Ms. Angela A. Adams

How to create award-winning public art

Posted by Ms. Angela A. Adams, Aug 26, 2015 1 comment


Ms. Angela A. Adams

This year, Arlington Public Art received our seventh PAN Year in Review Award since the award program began in 2000We feel honored to be so distinguished. Christian Moeller’s Quill (2014) joins Liquid Pixels by Ned Kahn (2002); Memory Bricks by Winnie Owens-Hart (2005); Cultivus Loci: Suckahanna by Jann Rosen-Queralt (2006);  Flame by Ray King (2007); CO2LED by Jack Sanders, Robert Gay and Butch Anthony (2008); and Echo by Richard Deutsch (2012), our other Year in Review Award winners.

So how did we do it?

1.     We wrote an evergreen policy & masterplan which guide our work to this day.

2.     We actively cultivate our relationships with the real estate development community, members of which commissioned three of our seven award-winning projects. 

3.     We actively cultivate our relationships with fellow County staff in other departments, who commissioned three of the remaining four winners.

4.     We directly commission projects that others aren’t doing and often directly select artists to create them; this resulted in our seventh winner.

5.     We make sure to stay abreast of what is important to Arlington County and put artists in places where community resources (time, energy and money) are engaged. This is our unofficial motto.

6.     We have always led with a placemaking mentality. Our policy directs us “to create exciting, appealing, and harmonious public spaces by integrating art into architecture, urban design and the planning of infrastructure at the earliest design stage.”

7.     We strive for excellence in the artists, staff, consultants, and committee members we recruit. We never stop innovating, trying new things and learning from one another.
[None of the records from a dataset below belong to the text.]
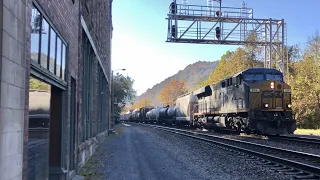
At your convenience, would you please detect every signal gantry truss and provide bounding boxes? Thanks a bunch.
[166,0,287,73]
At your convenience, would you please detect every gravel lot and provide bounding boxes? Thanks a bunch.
[82,124,298,180]
[214,132,320,155]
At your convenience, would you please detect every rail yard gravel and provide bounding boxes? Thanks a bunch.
[89,124,291,180]
[219,134,320,155]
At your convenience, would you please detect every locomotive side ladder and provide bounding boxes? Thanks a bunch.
[166,0,287,74]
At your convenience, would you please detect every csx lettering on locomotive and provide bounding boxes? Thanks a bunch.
[121,68,296,134]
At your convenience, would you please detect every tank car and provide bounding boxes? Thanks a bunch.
[149,107,162,123]
[193,68,296,134]
[139,106,154,123]
[175,92,197,125]
[132,109,140,122]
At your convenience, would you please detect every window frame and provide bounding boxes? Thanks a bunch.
[30,1,69,81]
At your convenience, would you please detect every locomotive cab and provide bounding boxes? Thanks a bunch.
[242,68,296,134]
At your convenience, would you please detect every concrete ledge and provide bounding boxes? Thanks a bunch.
[72,175,84,180]
[77,130,108,171]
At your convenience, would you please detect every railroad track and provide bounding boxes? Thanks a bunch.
[268,135,320,146]
[145,125,320,179]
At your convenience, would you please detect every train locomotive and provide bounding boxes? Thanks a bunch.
[121,68,296,135]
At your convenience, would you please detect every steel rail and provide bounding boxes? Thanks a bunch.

In my twenty five years commissioning public art, I have witnessed significant changes in the field, mostly for the better. Worldwide, there are more people interested in sponsoring and creating public art than ever before; both the folks who create the opportunities and those who answer their calls are expanding in definition. Many of us are moving beyond the dominant percent for art model and looking for new ways to fund and administer our projects. 

Perhaps most important, many of us in the field are paying more attention to what active roles we can play in shaping the look and improving the civic “glue” of our cities and towns. It feels like our collective work in the field of public art has taken on greater relevance and potential at this critical moment in the history of urbanism -- an unquestionable golden age for public art in the U.S.. 

Kudos to AFTA’s Public Art Network on fifteen years of the Year in Review program. May we all continue to strive to provide the very best in public art for the communities that we serve.

1 responses for How to create award-winning public art

Comments

October 05, 2015 at 12:28 pm

Can you please expand on this statement with specific examples, we are always interested in innovative funding streams -- Many of us are moving beyond the dominant percent for art model and looking for new ways to fund and administer our projects.